Toxicological Sciences 74, 228-229 (2003)
Copyright © 2003 by the Society of Toxicology
Reply*
1 Pulmonary Toxicology Branch, Experimental Toxicology Division, National Health and Environmental Effects Research Laboratory, Office of Research and Development, U.S. Environmental Protection Agency, Research Triangle Park, NC 27711 2 Pathology Associates, Inc., Raleigh, NC 27606 3 Harvard School of Public Health, Boston, MA 02115 4 Laboratory of Experimental Pathology, National Institute of Environmental Health Sciences, Research Triangle Park, NC 27709
To the Editor:
The Letter to the Editor regarding our recent article, "Inhaled Environmental Combustion Particles Cause Myocardial Injury in the Wistar Kyoto Rat," suggests a potential mechanism by which cardiac pathology may occur after long-term inhalation of particulate matter containing bioavailable zinc. Our paper is the first to demonstrate pathological myocardial lesions in Wistar-Kyoto rats following inhalation exposure to combustion emission particles rich in bioavailable zinc (Kodavanti et al., 2003
). Since the mechanism(s) of cardiac pathology was not addressed in the paper, we have begun follow-up studies to investigate likely mechanisms. In our initial study, we exposed animals to soluble zinc to examine the role of pulmonary-delivered zinc in cardiac pathology. The results from this study (unpublished) indicate the presence of focal myocardial necrosis in the zinc-exposed rats, suggesting its possible role in the induction of cardiac damage. The evidence that nutritional supplementation of zinc or accidental exposure can result in copper deficiency represents an intriguing hypothesis (Breitschwerdt et al., 1986; Klevay, 2000) because, as stated in the letter, nutritional copper deficiency has long been associated with cardiac disease in animals and humans. Similarly, a role for metals, such as zinc, in nutritional selenium deficiency and associated cardiac disease has been proposed in pigs (Hulland, 1989).

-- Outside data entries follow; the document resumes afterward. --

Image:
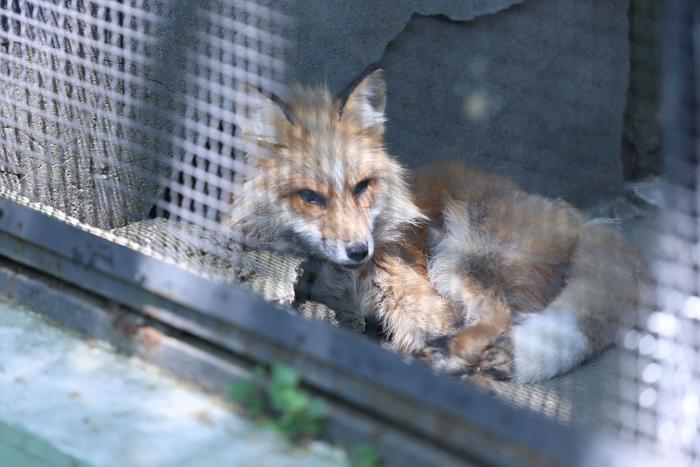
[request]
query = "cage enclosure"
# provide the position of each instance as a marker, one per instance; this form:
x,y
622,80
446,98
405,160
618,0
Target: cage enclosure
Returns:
x,y
124,154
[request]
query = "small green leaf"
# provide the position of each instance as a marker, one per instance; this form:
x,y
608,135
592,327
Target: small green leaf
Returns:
x,y
241,391
284,375
365,455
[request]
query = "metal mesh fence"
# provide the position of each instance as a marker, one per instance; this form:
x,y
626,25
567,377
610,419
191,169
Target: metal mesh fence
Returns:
x,y
124,118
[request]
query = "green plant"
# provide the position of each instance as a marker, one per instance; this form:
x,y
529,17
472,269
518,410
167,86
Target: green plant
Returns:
x,y
277,396
365,455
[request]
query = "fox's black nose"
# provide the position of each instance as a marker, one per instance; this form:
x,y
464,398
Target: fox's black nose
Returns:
x,y
357,252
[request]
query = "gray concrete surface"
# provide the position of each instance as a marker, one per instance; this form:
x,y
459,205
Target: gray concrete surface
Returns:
x,y
534,90
67,401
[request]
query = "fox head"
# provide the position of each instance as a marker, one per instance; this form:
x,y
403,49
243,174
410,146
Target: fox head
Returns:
x,y
321,182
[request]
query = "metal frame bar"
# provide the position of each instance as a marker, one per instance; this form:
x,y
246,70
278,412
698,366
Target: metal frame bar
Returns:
x,y
156,310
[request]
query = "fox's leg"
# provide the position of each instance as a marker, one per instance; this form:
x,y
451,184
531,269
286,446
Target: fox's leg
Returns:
x,y
485,347
602,288
405,301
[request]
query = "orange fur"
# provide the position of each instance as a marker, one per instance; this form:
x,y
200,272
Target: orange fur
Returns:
x,y
461,261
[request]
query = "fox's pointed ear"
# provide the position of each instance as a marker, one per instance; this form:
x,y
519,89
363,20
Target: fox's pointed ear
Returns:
x,y
364,100
264,115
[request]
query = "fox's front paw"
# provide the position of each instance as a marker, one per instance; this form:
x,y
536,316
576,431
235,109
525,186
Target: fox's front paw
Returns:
x,y
497,361
492,361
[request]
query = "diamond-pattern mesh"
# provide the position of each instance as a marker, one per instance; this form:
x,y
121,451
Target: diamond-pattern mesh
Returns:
x,y
121,115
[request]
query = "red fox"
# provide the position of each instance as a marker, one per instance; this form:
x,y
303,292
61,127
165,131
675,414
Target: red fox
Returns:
x,y
462,268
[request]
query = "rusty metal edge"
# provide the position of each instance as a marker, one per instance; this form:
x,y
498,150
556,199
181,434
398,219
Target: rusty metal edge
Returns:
x,y
454,417
194,361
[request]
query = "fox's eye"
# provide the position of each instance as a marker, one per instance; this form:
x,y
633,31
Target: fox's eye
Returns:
x,y
361,187
312,197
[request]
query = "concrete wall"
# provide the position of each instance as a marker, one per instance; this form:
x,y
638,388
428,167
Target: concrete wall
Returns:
x,y
532,89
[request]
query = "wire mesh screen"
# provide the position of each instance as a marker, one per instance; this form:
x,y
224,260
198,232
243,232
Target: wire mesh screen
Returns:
x,y
124,118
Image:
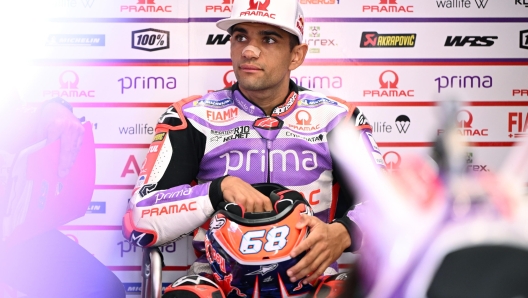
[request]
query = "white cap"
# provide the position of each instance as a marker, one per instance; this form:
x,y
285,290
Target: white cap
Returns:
x,y
285,14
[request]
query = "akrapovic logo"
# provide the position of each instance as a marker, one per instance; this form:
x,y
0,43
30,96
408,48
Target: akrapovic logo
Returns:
x,y
93,40
218,39
376,40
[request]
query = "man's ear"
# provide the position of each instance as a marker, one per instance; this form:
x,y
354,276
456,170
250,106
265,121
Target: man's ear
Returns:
x,y
297,55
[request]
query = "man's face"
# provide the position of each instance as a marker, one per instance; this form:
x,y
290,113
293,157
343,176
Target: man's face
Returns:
x,y
272,65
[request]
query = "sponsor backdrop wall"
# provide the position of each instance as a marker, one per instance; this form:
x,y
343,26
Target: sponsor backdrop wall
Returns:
x,y
121,62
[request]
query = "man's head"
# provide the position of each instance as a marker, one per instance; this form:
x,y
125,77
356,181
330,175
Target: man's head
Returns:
x,y
266,42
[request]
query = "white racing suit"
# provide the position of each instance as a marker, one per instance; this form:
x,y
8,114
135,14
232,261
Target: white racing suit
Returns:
x,y
200,140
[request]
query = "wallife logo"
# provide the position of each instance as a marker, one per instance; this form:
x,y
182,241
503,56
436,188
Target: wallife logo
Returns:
x,y
521,2
392,160
388,6
218,39
481,4
523,39
402,122
376,40
473,41
94,40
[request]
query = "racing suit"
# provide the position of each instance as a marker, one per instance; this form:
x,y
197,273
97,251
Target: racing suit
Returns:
x,y
200,140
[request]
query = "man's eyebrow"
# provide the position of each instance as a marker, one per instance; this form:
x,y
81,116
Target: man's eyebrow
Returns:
x,y
270,32
261,33
238,29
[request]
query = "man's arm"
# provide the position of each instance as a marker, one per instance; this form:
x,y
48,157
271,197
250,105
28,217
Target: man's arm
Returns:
x,y
164,206
327,242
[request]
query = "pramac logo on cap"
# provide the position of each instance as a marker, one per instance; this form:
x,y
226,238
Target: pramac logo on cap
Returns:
x,y
259,5
258,9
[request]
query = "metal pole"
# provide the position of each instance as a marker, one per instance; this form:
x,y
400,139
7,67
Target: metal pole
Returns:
x,y
151,268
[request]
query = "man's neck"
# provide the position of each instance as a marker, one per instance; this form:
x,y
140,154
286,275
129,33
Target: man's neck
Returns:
x,y
269,98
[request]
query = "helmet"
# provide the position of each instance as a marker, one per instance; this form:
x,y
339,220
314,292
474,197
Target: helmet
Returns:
x,y
193,286
249,253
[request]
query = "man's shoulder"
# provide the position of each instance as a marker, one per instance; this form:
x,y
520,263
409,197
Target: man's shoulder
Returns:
x,y
215,100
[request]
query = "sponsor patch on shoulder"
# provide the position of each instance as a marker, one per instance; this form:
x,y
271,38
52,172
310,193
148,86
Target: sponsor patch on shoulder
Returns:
x,y
372,142
213,103
378,158
316,102
159,136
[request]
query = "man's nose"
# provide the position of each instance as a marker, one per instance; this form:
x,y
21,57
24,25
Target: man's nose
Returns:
x,y
250,52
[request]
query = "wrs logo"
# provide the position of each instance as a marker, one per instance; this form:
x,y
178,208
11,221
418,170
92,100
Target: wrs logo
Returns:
x,y
258,8
224,7
146,6
388,6
376,40
473,41
388,81
68,82
465,125
517,124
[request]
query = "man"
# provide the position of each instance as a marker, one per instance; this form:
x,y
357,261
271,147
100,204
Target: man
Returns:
x,y
262,129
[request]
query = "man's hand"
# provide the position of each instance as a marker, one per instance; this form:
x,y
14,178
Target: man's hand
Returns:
x,y
56,121
238,191
326,243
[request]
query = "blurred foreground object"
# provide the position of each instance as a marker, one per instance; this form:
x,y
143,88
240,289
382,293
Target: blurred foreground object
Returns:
x,y
40,200
432,229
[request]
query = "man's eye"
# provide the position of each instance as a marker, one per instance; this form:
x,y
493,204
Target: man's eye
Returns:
x,y
240,38
269,40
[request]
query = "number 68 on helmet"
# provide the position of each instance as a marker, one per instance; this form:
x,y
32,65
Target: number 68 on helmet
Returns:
x,y
249,253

Zinc was also suggested to induce functional disturbances in the human heart (Silve-Mamy and Plancade, 1969). Both copper and zinc have been shown to exchange or compete for protein binding sites (Powell et al., 1994, 1999; Santon et al., 2002). How the relatively small amount of zinc inhaled can analogously lead to cardiac damage remains a challenge to investigate. We intend to address these issues in with our zinc exposure study. The proposed experimental guidelines in the letter will be of great value in determining the role of copper, as well as zinc-induced copper deficiency, in heart and vascular disease in Wistar-Kyoto rats.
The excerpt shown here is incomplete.